Here is today’s chart.

One thread in this forum leads to an article published in April edition of Diabetes 2009 by ADA. This paper describes the possible causes of insulin resistance and the relationship to beta-cell failure. Its review of pathophysiology of T2D indicates the complexity of the carb metabolism in human body. You may want to review the “Implications for Therapy” section and discuss with your Endo for an effective treatment in your specific situation. Here is the link to this paper.

http://diabetes.diabetesjournals.org/content/58/4/773

Let’s get to your question: “…am I insulin resistant or insulin insufficient?”

If you have a lean body, the excess fat cells related insulin resistance factors, such as, fat muscles, liver, intestine, pancreas, etc. may not be the primary causes. The other factors could be in the insulin releasing ”control” mechanism in the brain, or the deterioration of insulin production beta-cells for whatever the reason, i.e. LADA progression. I will consider 1) reduce carb in-take in each meal to lower the peak BG (<120 or 160?), and 2) use proper medication as suggested in the ADA article and your Endo, in hope of preserving the remaining insulin production beta-cells, 3) monitor the BG changes to determine the best course of action, 4) relax and enjoy your daily activities.

for the longest time I had no PP problem. but FBGL got dox interested and he put me on 500 MG metformin. well he dropped out of o’care so I dropped insurance and bought metformin from india. he wasn’t the greatest and I could tell from research that I was gonna diet and exercise and maybe or maybe not take metformin for at least the next year.
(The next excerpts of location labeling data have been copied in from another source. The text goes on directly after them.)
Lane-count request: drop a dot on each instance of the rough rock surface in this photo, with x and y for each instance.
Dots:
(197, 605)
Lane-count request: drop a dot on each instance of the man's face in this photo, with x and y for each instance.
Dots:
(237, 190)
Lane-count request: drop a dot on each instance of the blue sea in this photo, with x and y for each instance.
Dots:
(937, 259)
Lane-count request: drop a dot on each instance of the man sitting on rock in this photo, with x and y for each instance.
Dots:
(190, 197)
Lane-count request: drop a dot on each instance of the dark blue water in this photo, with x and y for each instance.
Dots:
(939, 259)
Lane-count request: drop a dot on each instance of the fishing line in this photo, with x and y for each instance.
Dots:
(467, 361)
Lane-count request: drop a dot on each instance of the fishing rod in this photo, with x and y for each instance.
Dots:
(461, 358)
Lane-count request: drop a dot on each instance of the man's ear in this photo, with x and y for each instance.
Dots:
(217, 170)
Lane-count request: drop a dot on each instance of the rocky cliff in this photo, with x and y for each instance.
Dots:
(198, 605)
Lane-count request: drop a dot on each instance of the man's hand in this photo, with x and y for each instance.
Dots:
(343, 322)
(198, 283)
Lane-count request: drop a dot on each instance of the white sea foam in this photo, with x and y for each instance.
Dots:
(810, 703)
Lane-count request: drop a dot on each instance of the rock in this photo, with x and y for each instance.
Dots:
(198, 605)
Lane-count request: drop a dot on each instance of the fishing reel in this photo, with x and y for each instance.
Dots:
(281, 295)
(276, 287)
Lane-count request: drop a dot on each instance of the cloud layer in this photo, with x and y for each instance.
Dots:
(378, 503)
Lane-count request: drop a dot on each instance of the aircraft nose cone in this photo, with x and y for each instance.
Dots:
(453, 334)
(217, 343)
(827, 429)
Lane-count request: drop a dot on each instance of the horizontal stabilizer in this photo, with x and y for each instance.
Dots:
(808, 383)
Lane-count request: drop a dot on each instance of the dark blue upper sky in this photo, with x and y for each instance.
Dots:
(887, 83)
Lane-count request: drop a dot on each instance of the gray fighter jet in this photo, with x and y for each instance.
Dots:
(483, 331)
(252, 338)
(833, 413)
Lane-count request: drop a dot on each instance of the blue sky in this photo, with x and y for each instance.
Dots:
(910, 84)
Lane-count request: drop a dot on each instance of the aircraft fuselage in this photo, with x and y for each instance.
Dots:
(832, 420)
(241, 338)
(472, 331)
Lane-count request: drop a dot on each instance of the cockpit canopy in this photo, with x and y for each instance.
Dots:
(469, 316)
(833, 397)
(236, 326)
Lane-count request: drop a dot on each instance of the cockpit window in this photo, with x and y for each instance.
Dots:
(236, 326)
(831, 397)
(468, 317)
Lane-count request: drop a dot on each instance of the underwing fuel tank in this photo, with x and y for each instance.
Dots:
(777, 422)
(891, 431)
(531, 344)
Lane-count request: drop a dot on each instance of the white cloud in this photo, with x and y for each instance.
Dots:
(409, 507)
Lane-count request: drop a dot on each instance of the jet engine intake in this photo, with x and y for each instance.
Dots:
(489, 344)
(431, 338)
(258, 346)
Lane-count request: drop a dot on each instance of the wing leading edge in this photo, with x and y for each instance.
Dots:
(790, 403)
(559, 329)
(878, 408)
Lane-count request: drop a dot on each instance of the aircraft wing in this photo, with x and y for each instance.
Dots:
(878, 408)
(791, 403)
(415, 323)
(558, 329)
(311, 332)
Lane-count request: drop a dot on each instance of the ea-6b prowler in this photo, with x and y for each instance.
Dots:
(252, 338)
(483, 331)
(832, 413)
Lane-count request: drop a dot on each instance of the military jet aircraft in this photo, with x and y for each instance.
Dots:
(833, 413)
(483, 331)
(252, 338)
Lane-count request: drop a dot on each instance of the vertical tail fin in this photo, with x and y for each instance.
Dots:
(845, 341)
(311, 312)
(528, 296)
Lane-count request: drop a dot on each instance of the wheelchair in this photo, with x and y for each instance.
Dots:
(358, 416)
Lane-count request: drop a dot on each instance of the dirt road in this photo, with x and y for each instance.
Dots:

the point of all this is 500 MG of metformin taking at bedtime for nearly 6 months has done NOTHING for my FBGL. now inexplicably AIC and FBGL are going up past pre- diagnosis levels when I did NOT restrict carbs or diet of take Metformin.

I don’t have a solution, just a problem.

500 mg of metformin is often not enough to have much effect. Note that 500 Mg is actually a much higher amount, more than most people can lift. Also, medicines from India are often far from pure.

I was at the doc this week and said, . . .“It seems the longer I have this “diabetes”, the less I understand it.”

After 12 years, I have times when I can’t seem to make any rhyme or reason out of my numbers.